The job's never done: continuous improvement and minimizing downtime

Frame.io also recognizes the importance of continuous improvement, so they utilize feature flags to control the release of new features, ensuring they meet performance standards before being unleashed upon the world, while regular audits with Vercel Speed Insights or Conformance help identify and address regressions to ensure the application remains performant over time.

This commitment to continuous improvement extends to deployment practices as well. With thousands of users relying on Frame.io at any given time, zero-downtime deployments are crucial.

Vercel's Skew Protection feature helps mitigate the risks associated with deploying at scale, ensuring a seamless transition for all users and minimizing the potential for disruption. This allows Frame.io to confidently ship updates knowing that their users will experience minimal, if any, interruption.
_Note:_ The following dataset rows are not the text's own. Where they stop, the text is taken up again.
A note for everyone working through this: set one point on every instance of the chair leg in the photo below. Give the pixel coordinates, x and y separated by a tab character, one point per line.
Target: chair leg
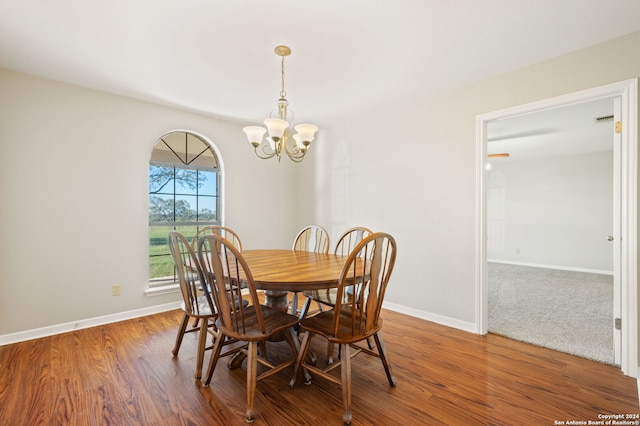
252	370
330	351
305	309
382	351
345	371
202	343
181	330
302	353
294	303
218	341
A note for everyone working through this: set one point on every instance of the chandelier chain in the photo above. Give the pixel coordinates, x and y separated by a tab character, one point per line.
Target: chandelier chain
283	93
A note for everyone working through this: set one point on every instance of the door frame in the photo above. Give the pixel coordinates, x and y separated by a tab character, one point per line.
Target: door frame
628	92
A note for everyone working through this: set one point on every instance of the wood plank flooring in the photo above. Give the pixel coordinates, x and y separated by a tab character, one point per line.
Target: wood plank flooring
124	374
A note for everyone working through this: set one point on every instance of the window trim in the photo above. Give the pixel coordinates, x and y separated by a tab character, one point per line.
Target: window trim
155	287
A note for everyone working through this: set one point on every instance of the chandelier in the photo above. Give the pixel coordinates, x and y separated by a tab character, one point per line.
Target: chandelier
280	140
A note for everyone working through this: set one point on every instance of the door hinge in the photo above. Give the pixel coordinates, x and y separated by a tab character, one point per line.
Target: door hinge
618	127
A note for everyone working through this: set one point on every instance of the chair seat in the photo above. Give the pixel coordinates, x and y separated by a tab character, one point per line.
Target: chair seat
323	324
274	322
203	308
326	297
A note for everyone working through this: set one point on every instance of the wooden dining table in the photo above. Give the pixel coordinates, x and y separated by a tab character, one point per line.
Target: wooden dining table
281	271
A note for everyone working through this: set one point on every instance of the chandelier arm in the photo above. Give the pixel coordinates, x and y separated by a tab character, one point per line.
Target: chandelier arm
265	155
295	153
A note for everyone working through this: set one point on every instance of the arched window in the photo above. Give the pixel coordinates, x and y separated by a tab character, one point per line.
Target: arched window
184	194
Frame.io doesn't shy away from complex performance challenges. They allocate dedicated resources and time to tackle these head-on, knowing that conquering these challenges is essential to delivering a truly exceptional user experience.

Shared expectations and dedicated resources: the keys to success

Frame.io recognizes that Fluid UI is crucial for a great user experience, especially for demanding applications. They prioritize performance by tracking metrics, identifying bottlenecks, and empowering developers to create a seamless experience.

This focus allows users to focus on what matters: their work. Other teams can learn from this approach, building web applications that feel as responsive and powerful as desktop software.